В советское время немало можно было услышать диковинных и попросту фантастических рассказов о том, что хранится в недрах универсамов за плотно запертыми дверями. Полуголодное население помещало туда "колбасы всех сортов и даже, такую колбасу, которой нет в продаже". Эх, разговорчики!.. За два года я успел побывать во всех, самых опечатанных холодильниках и кладовых. Не было там ни колбасы твёрдого копчения, не было пастилы (а в Москве, сам видел, пастила имелась в свободной продаже!), не водились там шоколадные Деды Морозы, которые привозились в подарок детям тоже исключительно из Москвы.

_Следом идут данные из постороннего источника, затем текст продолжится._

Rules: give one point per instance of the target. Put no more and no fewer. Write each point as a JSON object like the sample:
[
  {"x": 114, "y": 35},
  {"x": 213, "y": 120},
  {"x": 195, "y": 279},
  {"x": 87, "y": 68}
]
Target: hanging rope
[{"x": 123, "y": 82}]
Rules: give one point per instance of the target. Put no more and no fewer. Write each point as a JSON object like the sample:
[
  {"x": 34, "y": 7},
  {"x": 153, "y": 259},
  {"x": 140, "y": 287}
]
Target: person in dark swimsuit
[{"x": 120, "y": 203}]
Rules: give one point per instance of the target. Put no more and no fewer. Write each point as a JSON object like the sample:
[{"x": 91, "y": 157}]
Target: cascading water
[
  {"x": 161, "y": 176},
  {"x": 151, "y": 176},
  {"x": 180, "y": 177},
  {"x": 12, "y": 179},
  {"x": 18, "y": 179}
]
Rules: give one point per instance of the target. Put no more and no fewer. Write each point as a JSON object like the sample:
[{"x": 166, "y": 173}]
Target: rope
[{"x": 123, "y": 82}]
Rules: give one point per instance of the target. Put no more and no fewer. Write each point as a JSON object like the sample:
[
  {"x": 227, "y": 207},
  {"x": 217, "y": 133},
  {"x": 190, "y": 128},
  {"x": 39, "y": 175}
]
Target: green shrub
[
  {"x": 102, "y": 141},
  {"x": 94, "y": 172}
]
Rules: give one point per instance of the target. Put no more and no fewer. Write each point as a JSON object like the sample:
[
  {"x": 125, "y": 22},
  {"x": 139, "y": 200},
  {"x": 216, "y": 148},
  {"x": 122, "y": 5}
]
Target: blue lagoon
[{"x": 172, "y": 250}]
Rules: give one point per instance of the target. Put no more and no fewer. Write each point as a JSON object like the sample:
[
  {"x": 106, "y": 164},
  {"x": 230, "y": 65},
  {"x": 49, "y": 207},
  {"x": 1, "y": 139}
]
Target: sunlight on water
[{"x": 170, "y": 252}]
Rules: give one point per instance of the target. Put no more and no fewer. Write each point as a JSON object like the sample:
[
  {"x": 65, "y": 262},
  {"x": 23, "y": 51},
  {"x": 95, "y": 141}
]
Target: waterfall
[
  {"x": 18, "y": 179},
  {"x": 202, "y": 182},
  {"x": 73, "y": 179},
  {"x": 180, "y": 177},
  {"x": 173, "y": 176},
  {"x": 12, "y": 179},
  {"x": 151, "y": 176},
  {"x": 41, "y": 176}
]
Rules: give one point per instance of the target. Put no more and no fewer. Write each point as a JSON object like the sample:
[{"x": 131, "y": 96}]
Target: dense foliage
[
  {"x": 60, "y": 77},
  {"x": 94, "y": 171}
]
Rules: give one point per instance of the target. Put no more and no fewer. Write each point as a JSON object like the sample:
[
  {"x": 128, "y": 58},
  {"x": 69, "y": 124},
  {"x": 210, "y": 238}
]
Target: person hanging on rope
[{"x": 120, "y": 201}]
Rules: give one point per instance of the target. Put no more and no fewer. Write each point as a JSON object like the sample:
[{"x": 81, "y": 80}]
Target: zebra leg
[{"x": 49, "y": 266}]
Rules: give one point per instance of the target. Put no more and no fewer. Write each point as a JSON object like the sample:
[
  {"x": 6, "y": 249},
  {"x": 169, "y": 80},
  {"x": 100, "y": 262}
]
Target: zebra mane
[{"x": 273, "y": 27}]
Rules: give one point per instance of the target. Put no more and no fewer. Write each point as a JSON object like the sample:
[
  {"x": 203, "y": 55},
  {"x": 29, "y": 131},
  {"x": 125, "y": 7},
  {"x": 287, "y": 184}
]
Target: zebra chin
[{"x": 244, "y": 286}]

Конечно, какое-то количество дефицита имелось в магазине постоянно. В отделе обслуживания ветеранов всегда была красная икра в пятидесятиграммовых баночках (чёрной я не видывал), колбаса полукопчёная, колбасный фарш под названием "Завтрак туриста", чай "Три слона", растворимый кофе отечественного производства, сгущенное молоко с сахаром и без оного. Вот, вроде бы и весь список недефицитных дефицитов.

Простые работники универсама к этим сокровищам допущены не были и сгущенное молоко получали только в составе праздничных наборов перед Первым Мая и Седьмым Ноября. Привелегии их были невелики. Они могли, высыпав в глубокую тележку пять-шесть пакетов картошки, выбрать оттуда самую лучшую, а остальную расфасовать заново и отправить в зал простым покупателям. Всегда можно было подойти к мяснику и попросить отрубить нужный кусок мяса с минимумом костей или вовсе без оных. А ещё, можно было купить творог.

Машина с кисломолочными продуктами приходила с утра, часиков в девять-десять. Это была одна из первых машин, и с самого открытия магазина её ожидали терпеливые бабушки. Наиболее шустрые приходили чуть не за час до открытия универсама, приносили с собой складные стульчики. Случалось, машина задерживалась, тогда очередь начинала создавать трудности для работы. Две разнокалиберных очереди: жаждущих пива и желающих творога и кефира кипели в магазине, не смешиваясь, и не давая прохода обычным покупателям. Если вдруг пиво приходило раньше молочного фургона, бабушки разживались пивными ящиками и рассаживались на них. И те же самые вопросы к грузчикам:

- Не пришла ещё?

Молочный фургон въезжает во двор, и каким-то образом это немедленно становится известно в зале. Плотная группа тех, кто явился ещё до открытия, выстраивается возле мясного отдела. Именно здесь будут давать творог.

Творог в пачках по двести пятьдесят грамм уложен в пластиковые контейнеры, в каждом по сорок восемь пачек. Обычно привозят по четыре контейнера. Сорок восемь килограмм творога на район с населением десять тысяч человек. Чуть меньше, чем пять граммов творога на нос. Неудивительно, что старухи ждут его, явившись ни свет, ни заря, и не желают выходить из магазина, несмотря на все увещевания.